Concepts of entropy (or uncertainty andunpredictability) of the message and redundancy (or predetermination and predictability) very naturally correspond to our intuitive ideas about the measure of information. The more unpredictable the message (the greater its entropy, because there is less likelihood), the more information it carries. A sensation (for example, a meeting with a crocodile on Tverskaya) is a rare event, its predictability is very low, and therefore the information value is high. Often information is called news — reports of events that have just occurred, about which we still know nothing. But if they tell us about the second and third times about the same words, the redundancy of the message will be great, its unpredictability will drop to zero, and we simply will not listen, dismissing the speaker with the words "I know, I know." Therefore, the media are trying so hard to be the first. This correspondence to the intuitive feeling of novelty, which gives rise to really unexpected news, played a major role in the fact that Shannon’s article, which was not intended for the general reader, became a sensation, which the press picked up as a universal key to the knowledge of nature. - from linguists and literary critics to biologists.

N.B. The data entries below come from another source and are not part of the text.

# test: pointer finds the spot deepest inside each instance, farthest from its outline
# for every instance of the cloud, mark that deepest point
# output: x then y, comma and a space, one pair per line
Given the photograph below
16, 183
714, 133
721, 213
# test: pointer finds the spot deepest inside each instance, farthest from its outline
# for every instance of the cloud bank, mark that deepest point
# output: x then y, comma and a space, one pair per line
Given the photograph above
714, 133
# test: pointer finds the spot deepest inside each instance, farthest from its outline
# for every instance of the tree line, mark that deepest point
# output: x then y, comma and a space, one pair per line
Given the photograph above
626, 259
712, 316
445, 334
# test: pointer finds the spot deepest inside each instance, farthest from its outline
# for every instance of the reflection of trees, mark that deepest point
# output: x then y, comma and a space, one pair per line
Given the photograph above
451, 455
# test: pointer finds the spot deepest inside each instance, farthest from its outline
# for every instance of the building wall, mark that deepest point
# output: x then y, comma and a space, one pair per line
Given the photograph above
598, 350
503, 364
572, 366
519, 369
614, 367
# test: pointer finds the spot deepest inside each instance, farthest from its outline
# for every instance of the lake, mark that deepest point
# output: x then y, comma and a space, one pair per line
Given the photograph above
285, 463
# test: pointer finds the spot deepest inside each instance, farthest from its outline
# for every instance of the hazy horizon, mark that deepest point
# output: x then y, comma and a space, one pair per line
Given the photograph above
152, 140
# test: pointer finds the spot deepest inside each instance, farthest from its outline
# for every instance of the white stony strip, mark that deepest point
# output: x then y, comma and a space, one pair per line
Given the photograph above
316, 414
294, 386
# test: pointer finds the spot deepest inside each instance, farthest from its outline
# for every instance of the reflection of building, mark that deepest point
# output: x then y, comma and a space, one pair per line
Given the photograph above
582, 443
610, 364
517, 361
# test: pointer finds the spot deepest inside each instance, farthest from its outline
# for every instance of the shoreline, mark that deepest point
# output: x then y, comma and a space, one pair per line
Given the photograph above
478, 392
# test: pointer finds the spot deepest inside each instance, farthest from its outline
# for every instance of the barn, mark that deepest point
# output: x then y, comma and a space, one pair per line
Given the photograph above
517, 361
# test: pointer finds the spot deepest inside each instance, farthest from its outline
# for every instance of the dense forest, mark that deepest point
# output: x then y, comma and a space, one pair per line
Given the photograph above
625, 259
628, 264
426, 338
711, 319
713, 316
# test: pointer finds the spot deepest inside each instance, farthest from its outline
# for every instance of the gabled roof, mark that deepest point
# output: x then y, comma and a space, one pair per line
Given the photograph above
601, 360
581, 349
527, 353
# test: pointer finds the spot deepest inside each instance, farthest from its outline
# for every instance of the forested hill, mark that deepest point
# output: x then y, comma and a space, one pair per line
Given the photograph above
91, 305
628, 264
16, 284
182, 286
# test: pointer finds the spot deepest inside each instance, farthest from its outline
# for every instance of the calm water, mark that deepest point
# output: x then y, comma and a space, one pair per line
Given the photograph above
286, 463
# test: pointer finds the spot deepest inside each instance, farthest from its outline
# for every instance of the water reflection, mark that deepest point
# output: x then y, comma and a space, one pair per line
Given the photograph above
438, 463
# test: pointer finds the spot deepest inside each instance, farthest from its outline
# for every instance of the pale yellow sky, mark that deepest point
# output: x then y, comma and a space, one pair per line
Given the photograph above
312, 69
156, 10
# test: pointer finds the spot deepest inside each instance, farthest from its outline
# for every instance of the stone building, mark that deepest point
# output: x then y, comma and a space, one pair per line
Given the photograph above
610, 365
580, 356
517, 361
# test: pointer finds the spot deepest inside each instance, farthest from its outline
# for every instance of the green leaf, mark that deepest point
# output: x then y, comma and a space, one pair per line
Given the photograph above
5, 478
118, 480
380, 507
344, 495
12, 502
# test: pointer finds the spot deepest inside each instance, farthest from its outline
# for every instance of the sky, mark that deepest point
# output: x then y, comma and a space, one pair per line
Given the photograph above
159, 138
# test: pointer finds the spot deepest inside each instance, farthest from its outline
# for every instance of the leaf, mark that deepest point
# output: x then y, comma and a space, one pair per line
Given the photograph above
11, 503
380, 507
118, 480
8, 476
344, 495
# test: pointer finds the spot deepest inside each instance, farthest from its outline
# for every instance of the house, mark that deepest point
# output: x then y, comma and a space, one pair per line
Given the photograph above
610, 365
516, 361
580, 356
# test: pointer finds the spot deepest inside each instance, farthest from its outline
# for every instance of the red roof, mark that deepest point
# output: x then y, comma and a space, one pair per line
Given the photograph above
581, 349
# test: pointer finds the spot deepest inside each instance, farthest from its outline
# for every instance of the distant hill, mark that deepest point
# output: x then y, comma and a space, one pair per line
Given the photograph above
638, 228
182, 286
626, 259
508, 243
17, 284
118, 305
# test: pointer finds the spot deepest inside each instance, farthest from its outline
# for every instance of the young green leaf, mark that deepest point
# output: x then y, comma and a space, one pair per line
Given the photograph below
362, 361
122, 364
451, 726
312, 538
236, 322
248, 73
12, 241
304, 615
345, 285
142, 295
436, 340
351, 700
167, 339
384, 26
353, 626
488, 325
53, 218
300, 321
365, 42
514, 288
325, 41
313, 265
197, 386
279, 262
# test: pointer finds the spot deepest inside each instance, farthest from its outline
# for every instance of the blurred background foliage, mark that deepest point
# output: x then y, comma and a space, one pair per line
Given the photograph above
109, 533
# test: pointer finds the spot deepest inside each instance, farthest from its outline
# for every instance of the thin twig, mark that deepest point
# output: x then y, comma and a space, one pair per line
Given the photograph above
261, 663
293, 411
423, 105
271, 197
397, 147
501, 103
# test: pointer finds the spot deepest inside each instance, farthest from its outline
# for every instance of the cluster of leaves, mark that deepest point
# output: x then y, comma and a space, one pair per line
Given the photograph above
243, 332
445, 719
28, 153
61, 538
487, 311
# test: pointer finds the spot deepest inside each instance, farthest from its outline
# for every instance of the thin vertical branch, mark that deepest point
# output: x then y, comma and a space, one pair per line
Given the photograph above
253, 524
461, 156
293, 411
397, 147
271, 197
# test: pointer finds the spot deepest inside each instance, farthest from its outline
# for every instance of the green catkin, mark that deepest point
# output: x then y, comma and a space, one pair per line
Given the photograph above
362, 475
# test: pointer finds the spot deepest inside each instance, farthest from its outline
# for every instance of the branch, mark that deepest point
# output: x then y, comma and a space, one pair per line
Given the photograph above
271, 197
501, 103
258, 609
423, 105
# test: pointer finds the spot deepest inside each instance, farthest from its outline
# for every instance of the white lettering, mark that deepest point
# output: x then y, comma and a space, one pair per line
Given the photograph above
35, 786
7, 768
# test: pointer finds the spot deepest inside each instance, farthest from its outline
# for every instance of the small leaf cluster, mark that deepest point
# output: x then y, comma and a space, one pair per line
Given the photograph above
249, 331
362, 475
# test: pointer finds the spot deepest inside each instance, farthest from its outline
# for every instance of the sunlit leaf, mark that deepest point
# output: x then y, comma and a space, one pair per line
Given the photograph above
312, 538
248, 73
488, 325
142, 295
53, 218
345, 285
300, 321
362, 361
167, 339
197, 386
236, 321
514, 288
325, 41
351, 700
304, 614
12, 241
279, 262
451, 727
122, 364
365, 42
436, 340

But**Shannon information concept - rigorous mathematical theory**, and its application outside of communication theory is very unreliable. But in the theory of communication itself, it plays a central role.

### Semantic information

Shannon, introducing the concept of entropy as a measureinformation, got the opportunity to work with information - first of all, to measure it and evaluate characteristics such as channel capacity or optimal coding. But the main assumption that allowed Shannon to successfully operate with information was the assumption that the generation of information is a random process that can be successfully described in terms of probability theory.**If the process is non-random, that is, it obeys the laws (moreover, it is not always clear, as it happens in natural language), then Shannon's reasoning is not applicable to it.**Nothing Shannon says has anything to do with the information being meaningful.

While we are talking about characters (or letters of the alphabet),we can well argue in terms of random events, but as soon as we get to the words of the language, the situation will change dramatically. Speech is a process that is specially organized, and here the structure of the message is no less important than the characters by which it is transmitted.

Just recently it seemed like we couldn't do anything.done to get at least somehow closer to measuring the meaningfulness of the text, but in recent years the situation has begun to change. And this is primarily due to the use of artificial neural networks for the tasks of machine translation, automatic summarization of texts, extracting information from texts, and generating reports in natural language. All of these tasks involve transforming, encoding, and decoding meaningful information contained in natural language. And gradually an idea is formed about information losses during such transformations, and therefore about the extent of meaningful information. But today, the clarity and accuracy that Shannon’s information theory has is not yet available in these difficult problems.